No dia do lançamento do Livro Vice-Rei do Norte |
O GENERAL PIRES VELOSO (ENTÃO TENENTE-CORONEL) AGIU BEM, AO OBRIGAR, RICARDO DURÃO (DA MESMA PATENTE E ATUAL GENERAL) A NÃO SAIR DO AEROPORTO E A VOLTAR NO MESMO AVIÃO A PORTUGAL -
ATITUDE SENSATA E INTELIGENTE – – Talvez mais grave que o massacre de 3 a 7 de Fevereiro de 1953 (muito antes da guerra colonial), levado a cabo por milícias, fortemente armadas, dirigidas pelo próprio governador, Carlos Gorgulho, constituídas por colonos, militares e alguns serviçais, que os roceiros e governo, atiraram contra os naturais da Ilha. Só pelo facto de se recusarem ao trabalho forçado nas obras públicas e nas grandes plantações do cacau e café. Houve quem reagisse e, não tardou, que um caso isolado, fosse tomado por "rebeldes" de uma "revolta comunista"

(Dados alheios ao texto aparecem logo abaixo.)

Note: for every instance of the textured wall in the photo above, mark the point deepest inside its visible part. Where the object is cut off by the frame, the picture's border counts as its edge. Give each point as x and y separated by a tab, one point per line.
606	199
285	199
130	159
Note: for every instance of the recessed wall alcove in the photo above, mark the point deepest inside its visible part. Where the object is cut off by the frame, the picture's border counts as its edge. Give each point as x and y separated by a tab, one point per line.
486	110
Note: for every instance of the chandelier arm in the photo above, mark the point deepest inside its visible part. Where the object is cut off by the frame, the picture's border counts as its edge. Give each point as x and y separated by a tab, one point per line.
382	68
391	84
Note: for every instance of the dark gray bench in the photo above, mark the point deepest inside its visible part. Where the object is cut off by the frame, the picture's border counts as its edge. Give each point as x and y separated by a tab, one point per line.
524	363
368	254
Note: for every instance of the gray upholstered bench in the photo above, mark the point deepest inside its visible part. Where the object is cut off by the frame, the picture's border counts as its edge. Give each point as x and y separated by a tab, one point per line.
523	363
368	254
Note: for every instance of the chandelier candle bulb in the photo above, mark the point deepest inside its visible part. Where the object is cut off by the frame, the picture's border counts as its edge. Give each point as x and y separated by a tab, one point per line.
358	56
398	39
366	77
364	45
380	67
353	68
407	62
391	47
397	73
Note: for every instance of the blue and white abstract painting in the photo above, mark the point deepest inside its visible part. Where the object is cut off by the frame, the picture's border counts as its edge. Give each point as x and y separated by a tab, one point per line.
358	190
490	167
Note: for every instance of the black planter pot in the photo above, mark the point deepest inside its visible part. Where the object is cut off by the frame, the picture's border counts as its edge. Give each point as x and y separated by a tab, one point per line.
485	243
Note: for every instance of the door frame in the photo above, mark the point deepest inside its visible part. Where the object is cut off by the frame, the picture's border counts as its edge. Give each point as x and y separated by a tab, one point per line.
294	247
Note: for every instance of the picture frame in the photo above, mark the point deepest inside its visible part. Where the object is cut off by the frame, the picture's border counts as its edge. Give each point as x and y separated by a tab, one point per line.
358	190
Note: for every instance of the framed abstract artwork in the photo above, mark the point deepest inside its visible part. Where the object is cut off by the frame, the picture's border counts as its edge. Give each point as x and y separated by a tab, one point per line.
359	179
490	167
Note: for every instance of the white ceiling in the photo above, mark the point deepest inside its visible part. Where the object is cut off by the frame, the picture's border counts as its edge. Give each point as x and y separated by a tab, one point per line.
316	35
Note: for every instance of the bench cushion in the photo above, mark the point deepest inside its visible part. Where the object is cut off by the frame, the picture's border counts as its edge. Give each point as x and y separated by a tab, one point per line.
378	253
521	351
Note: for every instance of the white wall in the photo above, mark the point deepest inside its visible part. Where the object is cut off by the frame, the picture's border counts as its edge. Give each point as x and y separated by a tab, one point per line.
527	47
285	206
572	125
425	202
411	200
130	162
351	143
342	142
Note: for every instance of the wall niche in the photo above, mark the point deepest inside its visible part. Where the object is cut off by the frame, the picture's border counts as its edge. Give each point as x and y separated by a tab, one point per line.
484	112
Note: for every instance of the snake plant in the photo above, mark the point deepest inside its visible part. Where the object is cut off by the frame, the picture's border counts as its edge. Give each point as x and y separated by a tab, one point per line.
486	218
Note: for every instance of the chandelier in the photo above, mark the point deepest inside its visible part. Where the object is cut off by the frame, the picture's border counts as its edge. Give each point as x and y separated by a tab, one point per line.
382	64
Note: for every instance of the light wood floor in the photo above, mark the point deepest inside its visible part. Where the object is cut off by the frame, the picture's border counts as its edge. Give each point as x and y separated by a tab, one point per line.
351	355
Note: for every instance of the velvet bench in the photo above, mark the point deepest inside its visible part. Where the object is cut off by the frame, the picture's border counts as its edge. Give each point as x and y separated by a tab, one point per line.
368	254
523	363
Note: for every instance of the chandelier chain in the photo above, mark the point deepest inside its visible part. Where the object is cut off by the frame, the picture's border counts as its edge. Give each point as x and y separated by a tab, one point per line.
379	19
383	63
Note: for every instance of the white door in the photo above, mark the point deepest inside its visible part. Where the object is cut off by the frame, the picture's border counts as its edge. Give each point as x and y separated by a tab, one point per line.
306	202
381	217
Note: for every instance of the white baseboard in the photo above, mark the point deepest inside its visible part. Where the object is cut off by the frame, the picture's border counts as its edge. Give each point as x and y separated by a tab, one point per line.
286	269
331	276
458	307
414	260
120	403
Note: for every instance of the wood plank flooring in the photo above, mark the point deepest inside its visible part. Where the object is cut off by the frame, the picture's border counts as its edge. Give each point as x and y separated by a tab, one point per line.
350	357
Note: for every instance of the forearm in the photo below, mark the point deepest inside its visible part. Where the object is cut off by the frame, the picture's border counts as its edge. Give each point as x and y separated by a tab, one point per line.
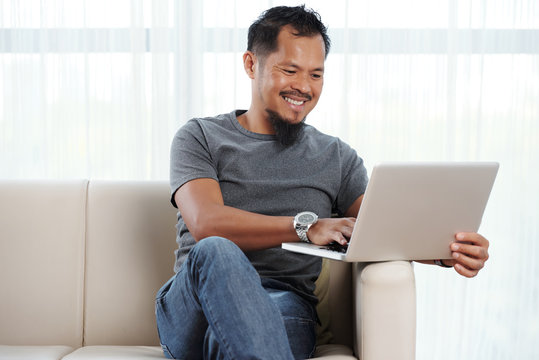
248	230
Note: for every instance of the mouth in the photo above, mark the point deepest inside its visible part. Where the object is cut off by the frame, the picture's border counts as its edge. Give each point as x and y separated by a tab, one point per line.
294	102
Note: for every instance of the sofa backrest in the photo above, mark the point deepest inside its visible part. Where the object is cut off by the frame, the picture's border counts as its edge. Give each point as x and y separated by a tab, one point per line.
81	262
129	254
42	229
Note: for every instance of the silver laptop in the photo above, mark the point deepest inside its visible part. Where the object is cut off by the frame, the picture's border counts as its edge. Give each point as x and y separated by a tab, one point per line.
412	211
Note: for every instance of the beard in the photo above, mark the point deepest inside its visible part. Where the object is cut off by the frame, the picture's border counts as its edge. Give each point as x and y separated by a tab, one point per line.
285	132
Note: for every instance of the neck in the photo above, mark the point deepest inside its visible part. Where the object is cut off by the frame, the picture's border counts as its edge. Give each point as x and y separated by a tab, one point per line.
256	122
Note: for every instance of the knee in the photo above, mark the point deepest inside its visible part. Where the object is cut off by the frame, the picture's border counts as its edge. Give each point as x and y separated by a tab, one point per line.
214	247
217	253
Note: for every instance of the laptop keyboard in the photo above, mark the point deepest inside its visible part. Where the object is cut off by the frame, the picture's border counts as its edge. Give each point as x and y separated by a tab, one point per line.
336	247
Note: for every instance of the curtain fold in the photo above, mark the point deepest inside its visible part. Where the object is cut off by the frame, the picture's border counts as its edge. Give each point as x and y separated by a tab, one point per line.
97	89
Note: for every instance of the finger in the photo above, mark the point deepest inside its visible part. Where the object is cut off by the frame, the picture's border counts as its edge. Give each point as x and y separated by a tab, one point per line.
468	262
473	238
339	237
464	271
474	251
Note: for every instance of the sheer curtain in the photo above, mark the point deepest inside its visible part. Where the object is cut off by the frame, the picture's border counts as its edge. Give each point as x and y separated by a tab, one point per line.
97	89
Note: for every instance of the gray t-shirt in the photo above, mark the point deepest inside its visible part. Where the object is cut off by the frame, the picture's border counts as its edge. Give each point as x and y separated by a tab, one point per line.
318	173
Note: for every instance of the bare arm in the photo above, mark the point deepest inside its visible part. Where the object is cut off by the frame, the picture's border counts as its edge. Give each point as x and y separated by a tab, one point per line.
201	204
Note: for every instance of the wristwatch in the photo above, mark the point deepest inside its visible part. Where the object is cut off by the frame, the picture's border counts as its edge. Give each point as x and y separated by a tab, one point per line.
302	222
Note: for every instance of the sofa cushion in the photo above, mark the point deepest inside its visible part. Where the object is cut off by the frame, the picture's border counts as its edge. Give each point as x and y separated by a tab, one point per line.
42	227
117	353
14	352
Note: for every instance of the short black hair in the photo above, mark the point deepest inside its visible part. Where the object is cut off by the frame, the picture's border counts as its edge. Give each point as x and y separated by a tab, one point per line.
263	33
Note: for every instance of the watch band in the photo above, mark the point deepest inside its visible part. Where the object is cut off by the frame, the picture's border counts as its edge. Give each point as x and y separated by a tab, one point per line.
302	233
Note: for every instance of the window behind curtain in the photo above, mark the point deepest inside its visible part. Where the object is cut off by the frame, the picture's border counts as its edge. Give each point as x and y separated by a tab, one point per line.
97	89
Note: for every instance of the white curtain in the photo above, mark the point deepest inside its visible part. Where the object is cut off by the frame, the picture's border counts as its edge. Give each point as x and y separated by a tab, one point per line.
97	89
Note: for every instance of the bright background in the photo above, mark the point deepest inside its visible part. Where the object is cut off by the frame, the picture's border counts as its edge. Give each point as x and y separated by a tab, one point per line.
97	89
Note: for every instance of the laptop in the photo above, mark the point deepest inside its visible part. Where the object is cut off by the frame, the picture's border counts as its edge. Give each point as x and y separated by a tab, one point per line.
412	211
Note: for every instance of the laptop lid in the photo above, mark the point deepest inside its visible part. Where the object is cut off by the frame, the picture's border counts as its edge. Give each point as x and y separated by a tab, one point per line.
412	210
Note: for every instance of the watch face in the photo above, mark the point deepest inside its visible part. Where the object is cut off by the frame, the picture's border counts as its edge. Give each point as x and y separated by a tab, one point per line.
306	218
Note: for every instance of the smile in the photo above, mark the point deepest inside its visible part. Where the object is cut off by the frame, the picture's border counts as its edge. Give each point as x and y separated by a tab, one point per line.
294	102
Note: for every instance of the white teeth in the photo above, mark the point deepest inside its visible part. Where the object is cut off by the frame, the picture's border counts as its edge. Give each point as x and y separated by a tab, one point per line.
294	102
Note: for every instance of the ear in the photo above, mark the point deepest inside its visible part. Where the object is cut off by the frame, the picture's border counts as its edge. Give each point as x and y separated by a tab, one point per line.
249	63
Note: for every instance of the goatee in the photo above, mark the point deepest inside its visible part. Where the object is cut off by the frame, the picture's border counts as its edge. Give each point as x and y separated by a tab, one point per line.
285	132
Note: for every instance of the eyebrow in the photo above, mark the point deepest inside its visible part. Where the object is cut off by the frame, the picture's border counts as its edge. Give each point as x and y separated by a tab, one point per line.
299	68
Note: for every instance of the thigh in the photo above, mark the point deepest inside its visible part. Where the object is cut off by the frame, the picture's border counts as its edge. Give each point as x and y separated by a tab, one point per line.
300	321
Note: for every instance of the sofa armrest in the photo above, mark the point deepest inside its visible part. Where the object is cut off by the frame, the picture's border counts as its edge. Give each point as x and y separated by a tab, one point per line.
385	310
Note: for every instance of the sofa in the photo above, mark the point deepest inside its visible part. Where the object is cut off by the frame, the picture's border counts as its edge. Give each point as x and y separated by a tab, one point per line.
81	261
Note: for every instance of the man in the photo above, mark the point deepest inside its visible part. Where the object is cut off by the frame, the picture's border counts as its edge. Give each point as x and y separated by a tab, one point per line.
239	181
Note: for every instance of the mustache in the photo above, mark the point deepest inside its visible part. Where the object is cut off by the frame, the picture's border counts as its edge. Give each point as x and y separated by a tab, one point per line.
298	94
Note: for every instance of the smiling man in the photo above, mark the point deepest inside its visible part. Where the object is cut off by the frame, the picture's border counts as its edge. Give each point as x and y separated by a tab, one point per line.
247	181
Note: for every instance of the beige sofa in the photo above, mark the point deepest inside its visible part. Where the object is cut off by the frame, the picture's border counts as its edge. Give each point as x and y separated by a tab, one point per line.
80	262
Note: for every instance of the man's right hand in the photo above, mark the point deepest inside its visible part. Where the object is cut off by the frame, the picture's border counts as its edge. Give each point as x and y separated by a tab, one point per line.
330	230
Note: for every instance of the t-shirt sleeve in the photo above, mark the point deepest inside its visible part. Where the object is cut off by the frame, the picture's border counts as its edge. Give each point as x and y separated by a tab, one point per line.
190	157
353	178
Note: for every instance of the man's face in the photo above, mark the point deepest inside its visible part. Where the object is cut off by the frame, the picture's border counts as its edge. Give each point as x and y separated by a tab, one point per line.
290	80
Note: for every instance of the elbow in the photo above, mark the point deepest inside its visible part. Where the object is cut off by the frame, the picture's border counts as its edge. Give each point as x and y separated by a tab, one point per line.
201	227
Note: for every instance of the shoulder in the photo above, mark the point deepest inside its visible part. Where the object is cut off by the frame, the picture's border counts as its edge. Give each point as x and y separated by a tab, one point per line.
318	138
204	126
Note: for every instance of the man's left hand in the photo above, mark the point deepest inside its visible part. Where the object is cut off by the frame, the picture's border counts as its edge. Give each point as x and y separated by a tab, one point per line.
469	253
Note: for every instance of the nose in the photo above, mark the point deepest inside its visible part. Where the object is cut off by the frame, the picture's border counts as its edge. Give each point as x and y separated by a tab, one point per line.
302	83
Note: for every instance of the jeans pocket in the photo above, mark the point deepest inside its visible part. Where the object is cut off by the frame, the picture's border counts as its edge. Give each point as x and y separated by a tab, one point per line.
166	351
164	289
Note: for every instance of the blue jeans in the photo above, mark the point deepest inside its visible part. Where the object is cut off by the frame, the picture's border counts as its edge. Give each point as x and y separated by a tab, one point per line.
216	307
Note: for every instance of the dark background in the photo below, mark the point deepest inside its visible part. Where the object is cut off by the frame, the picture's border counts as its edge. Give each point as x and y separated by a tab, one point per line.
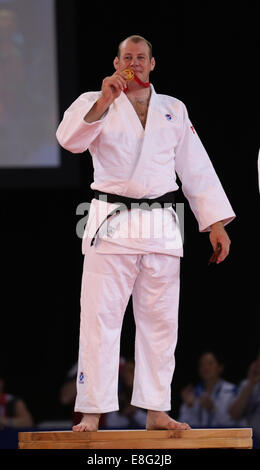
206	56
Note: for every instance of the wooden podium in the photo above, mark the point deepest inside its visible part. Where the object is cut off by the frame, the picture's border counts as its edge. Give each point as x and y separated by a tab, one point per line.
240	438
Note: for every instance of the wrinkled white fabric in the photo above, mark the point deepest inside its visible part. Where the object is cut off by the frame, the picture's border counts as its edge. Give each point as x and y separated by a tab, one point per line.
134	162
107	283
137	252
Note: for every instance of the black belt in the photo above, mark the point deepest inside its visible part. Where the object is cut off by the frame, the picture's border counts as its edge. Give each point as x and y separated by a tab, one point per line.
167	200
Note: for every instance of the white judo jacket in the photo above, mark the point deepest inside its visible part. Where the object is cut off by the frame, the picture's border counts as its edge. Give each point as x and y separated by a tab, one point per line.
142	163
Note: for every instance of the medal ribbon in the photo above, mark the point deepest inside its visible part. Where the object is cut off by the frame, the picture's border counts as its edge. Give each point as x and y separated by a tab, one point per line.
137	79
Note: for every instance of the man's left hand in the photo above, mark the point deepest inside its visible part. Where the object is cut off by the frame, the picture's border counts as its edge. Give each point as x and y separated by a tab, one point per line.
219	238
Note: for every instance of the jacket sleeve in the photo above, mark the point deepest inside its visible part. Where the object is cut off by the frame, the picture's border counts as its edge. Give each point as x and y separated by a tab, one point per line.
75	134
200	183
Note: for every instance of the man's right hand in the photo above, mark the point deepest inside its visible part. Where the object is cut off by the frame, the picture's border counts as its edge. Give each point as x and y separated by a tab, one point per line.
111	89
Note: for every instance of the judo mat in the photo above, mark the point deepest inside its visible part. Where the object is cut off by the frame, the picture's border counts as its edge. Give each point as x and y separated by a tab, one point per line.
139	439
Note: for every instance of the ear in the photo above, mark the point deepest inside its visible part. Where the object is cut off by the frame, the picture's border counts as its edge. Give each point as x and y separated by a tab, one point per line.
152	63
116	63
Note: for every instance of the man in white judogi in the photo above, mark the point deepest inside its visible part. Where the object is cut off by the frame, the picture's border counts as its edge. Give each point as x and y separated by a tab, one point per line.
137	139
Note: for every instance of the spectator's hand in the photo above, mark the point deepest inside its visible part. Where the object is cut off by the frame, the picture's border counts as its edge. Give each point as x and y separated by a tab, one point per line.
220	242
188	396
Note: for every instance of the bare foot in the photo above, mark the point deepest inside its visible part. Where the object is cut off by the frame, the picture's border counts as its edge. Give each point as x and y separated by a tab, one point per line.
89	422
160	420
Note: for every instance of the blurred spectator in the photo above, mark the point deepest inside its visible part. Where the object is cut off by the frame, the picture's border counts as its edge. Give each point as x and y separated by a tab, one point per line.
207	404
13	410
247	403
128	416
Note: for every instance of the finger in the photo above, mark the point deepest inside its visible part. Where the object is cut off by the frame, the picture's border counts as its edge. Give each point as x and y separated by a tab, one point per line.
120	78
223	254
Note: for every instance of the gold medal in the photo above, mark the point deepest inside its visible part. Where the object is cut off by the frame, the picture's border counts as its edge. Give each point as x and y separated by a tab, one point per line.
130	74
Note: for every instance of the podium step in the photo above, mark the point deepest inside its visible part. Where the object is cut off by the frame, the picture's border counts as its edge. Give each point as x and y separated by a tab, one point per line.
139	439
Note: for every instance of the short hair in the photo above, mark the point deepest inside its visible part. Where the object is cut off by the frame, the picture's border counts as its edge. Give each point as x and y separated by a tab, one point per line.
136	38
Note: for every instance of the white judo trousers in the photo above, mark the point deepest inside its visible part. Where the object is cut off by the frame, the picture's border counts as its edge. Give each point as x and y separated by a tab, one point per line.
108	280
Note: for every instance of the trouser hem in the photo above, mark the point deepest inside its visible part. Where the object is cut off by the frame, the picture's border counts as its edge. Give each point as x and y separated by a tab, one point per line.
95	410
151	407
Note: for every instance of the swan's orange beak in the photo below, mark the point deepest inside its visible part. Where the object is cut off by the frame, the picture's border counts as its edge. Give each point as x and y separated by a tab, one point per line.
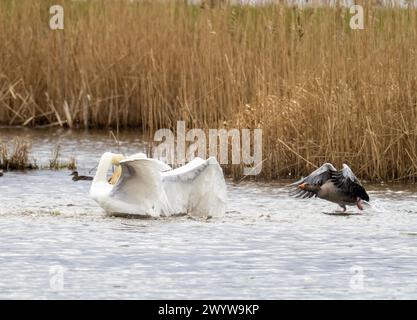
302	186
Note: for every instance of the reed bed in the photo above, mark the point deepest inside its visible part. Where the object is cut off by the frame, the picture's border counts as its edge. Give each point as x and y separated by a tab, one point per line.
18	158
319	90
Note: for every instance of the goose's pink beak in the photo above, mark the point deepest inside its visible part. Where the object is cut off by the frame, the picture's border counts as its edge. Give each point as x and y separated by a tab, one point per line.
302	186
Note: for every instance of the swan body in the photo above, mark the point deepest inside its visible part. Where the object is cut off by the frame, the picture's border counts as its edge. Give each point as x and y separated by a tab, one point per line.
149	187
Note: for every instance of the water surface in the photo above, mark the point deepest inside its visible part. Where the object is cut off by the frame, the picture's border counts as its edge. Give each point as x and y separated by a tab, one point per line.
55	242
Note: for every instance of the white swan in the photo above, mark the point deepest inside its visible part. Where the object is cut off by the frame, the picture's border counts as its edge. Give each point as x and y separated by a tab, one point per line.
150	187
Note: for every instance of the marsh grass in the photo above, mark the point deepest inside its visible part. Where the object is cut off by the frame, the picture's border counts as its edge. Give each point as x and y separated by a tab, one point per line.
18	157
56	162
319	90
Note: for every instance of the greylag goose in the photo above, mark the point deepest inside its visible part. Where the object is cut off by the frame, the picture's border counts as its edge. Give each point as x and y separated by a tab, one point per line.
76	177
341	187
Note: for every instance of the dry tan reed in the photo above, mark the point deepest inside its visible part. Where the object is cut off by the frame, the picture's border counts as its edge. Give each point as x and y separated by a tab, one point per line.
18	158
319	90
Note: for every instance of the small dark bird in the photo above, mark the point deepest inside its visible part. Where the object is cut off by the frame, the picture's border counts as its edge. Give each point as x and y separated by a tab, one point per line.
341	187
76	177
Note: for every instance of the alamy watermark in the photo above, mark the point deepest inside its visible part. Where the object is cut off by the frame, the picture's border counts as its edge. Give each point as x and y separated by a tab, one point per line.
56	21
246	146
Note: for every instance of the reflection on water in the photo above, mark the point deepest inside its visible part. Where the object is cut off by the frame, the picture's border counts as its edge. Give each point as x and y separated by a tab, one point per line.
55	242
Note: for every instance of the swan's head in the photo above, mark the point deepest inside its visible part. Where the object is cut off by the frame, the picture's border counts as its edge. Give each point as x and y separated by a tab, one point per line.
116	158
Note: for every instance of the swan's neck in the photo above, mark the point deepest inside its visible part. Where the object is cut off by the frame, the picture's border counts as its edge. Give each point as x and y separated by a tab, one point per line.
103	167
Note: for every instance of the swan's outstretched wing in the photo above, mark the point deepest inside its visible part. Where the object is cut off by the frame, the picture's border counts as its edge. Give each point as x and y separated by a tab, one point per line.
200	185
140	186
162	165
346	180
317	177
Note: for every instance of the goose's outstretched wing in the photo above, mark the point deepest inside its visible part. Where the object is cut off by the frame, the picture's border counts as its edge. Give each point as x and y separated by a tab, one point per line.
317	177
140	186
346	180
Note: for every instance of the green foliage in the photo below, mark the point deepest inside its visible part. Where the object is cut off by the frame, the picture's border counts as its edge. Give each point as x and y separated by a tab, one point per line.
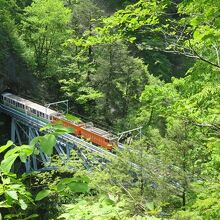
45	29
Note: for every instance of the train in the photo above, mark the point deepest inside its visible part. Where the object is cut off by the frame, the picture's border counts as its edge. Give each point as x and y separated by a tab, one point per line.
84	130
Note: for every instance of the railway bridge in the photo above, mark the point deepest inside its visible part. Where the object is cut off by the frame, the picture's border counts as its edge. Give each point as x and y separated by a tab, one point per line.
24	128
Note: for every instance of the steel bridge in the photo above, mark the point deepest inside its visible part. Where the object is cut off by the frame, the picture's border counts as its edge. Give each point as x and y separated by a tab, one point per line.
24	128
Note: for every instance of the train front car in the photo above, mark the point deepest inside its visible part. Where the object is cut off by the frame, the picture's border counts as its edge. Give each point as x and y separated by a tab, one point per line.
29	108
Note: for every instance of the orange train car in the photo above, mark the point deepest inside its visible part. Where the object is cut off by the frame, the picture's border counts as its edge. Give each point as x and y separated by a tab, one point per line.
89	132
85	130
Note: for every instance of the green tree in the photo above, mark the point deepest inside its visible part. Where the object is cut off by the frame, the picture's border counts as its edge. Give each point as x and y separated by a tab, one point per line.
45	29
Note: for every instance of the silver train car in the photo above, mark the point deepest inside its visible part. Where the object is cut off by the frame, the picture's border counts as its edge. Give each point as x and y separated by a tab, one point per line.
30	108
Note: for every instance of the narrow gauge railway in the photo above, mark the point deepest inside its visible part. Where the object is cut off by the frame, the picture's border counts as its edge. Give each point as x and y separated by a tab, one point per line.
85	130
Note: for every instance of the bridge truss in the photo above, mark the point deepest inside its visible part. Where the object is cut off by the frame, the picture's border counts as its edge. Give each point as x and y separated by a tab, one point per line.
24	128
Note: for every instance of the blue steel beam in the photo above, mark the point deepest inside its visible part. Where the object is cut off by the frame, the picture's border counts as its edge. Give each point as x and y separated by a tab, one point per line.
65	142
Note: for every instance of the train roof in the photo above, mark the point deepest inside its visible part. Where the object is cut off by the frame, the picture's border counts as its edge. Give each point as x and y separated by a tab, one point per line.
30	104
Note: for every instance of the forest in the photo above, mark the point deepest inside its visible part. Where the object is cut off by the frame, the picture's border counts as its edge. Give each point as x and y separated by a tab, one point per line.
153	64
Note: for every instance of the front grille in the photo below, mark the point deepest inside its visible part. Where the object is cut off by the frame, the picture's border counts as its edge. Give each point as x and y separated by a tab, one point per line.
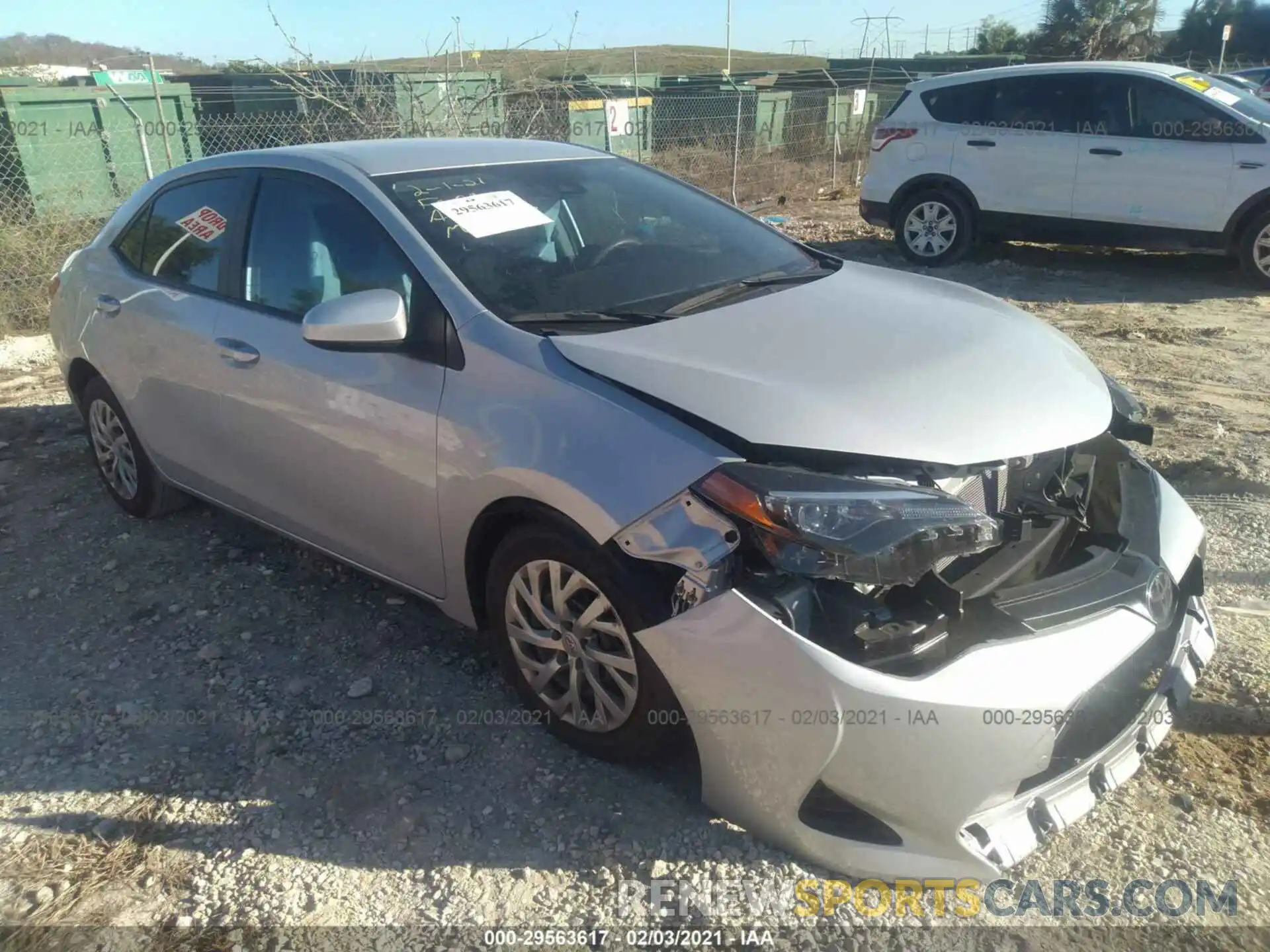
986	492
826	811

PIRES VELOSO, EVITOU UM BANHO DE SANGUE – E reforçou a confiança nos dirigentes nacionalistas
Mal me apercebi da sua presença, e, vendo-o de camuflado, semblante sisudo, pressenti imediatamente que não vinha para fazer coisa boa. Não chegara a passar para o exterior do aeroporto: estava sozinho, junto a uma porta fechada, do lado direito do edifício, voltada a sul e nos limites ainda da área reservada.
Eu costumava ali ter acesso para ir buscar o volume das revistas que a redação me enviava semanalmente, de Luanda.. E, ao regressar, foi quando me apercebi da sua presença - Estava nitidamente com olhar de caso: “Passa-se alguma coisa, Sr. Tenente-Coronel?! - Esboça uma sorriso amarelo e diz: “Não, obrigado!..Não há problema nenhum!!... Vim cá só a passear!.. E não estou autorizado, não sei porquê!.... Que eu saiba, a Ilha ainda não é dos pretos."” – Vi logo que havia por ali tentativa de golpaça e não insisti. Pires Veloso Governador de S. Tomé e Príncipe, alertado para a sua presença, trocou-lhe as voltas. Obrigando-o a regressar no mesmo avião. E lá foi de volta o grandalhão oficial com uma verdadeira chapada sem dor, mas com muita humilhação e muito bem dada!
Pena terem deixado degradar as instalações das roças |
No seu livro de memórias ( “Vice-Rei do Norte - Memórias e Revelações) o agora General Pires Veloso, faz uma breve referência, mas é omisso em apontar o nome do oficial - Diz apenas o seguinte: “Sentindo que a minha atitude em recusar receber um oficial superior, enviado especial do Presidente da República, general Spínola – que fiz regressar no mesmo avião que havia trazido, sem o ouvir – havia obtido a aprovação entre os meus adversários, sabia ter conseguido com isso algum crédito.”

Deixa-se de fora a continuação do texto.